As such, the expected number of participating workers [TeX:] $$\left(m u_{t}\right)$$ whose updates were received by the CAVs until the time t can be expressed by (16).

(16)
[TeX:] $$\mu_{t}=\sum_{j=1}^{m(t)} u(j, t)$$

Now, let us assume expected probability of establishing a connection between a participating worker j and a CAV i be [TeX:] $$\hat{v}(j, i).$$ By using the same approach for deriving the (7), we can expand the (15) and get the following:

(17)
[TeX:] $$u(j, t)=1-\left[\prod_{k=1}^{N}(1-\hat{v}(j, i))\right]^{t}.$$

When t approaches infinity, u(j, t) approaches 1. Thus, the limiting value of the updates that a CAV receives, [TeX:] $$\mu_{\infty},$$ can be represented in (18). This means that all the updates will eventually be received by the CAV if the time limit is optimal.

(18)
[TeX:] $$\mu_{\infty}=\sum_{j=1}^{m(\infty)} 1=m^{*}$$

As what we have shown in (8), [TeX:] $$m(\infty)=m^{*}$$ which means the number of workers receiving the training model when giving enough time. In other word, if there is no boundary of time, the number of updates can be collected by CAVs purely depends on the the number of worker CVs who can receive the training model.

V. PERFORMANCE EVALUATION

Sync4DL enhances the performance of managing distributed learning tasks by adopting V-NDN, and by the three-tier synchronization architecture. Hence, in this section, we evaluate Sync4DL’s performance in terms of the two aspects respectively. The first aspect will be evaluated by comparing the network performance when using directly the NDN-based or the IP-based system in the model dispatch task. We do not present the plots for the simulation results for these comparisons but provide useful discussions on them for the completeness of this work. The interested reader is referred to our previous conference paper [13] for the plots. Note that without tiers, the ESs will distribute a model to the worker CVs, and subsequently collecting updates from the workers. The second aspect will be evaluated by comparing the network performance of the direct NDN-based system with Sync4DL in the model dispatch task. For Sync4DL, model dispatch is initiated by CAVs. The results will still be comparable because CAVs are able to acquire a model at a separate time. The connected vehicle scenario considered in the evaluation includes both ESs and CVs. They communicate using VANET protocols, where multi-hop networking occurs between the vehicles but mobility may cause link break and change the network topology constantly.

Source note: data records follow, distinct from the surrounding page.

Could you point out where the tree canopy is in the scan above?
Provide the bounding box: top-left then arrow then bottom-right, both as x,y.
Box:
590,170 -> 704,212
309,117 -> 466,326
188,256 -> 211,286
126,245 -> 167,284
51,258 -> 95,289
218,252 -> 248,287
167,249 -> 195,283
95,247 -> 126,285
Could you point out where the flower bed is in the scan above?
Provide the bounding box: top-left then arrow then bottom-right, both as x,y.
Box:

The open source network simulator ndnSIM is used. ndnSIM implements NDN at the packet-level with full details based on NS3 [33]. For our simulation, we adopt the CCLF modification to ndnSIM, which provides a forwarding strategy called as content connectivity and location-aware forwarding (CCLF) for VANET applications [8]. In our simulation, configurations are made to generate V-NDN scenarios. For Sync4DL, the 3-tier architecture is logical. Its implementation is at application layer by configurations where a random subset of vehicles are CAVs acting at TAV, and another random subset of vehicles are the worker CVs. Their role in the communication is determined by the sync group they are in. For the model dispatch task used in the simulation, a CAV in TAV publishes a model, and the worker CVs subscribe to the model published by sending an Interest for the model. Any CAV in TAV can respond back with the data packet of the model. The sync Interest for Model Dispatch is implemented by adding the keyword following the naming scheme. The vehicle mobility traffic used in the simulations is generated by the traffic simulator SUMO [34], in our case, an urban scenario. The mobility traces are then used by ndnSIM for evaluating the network performance.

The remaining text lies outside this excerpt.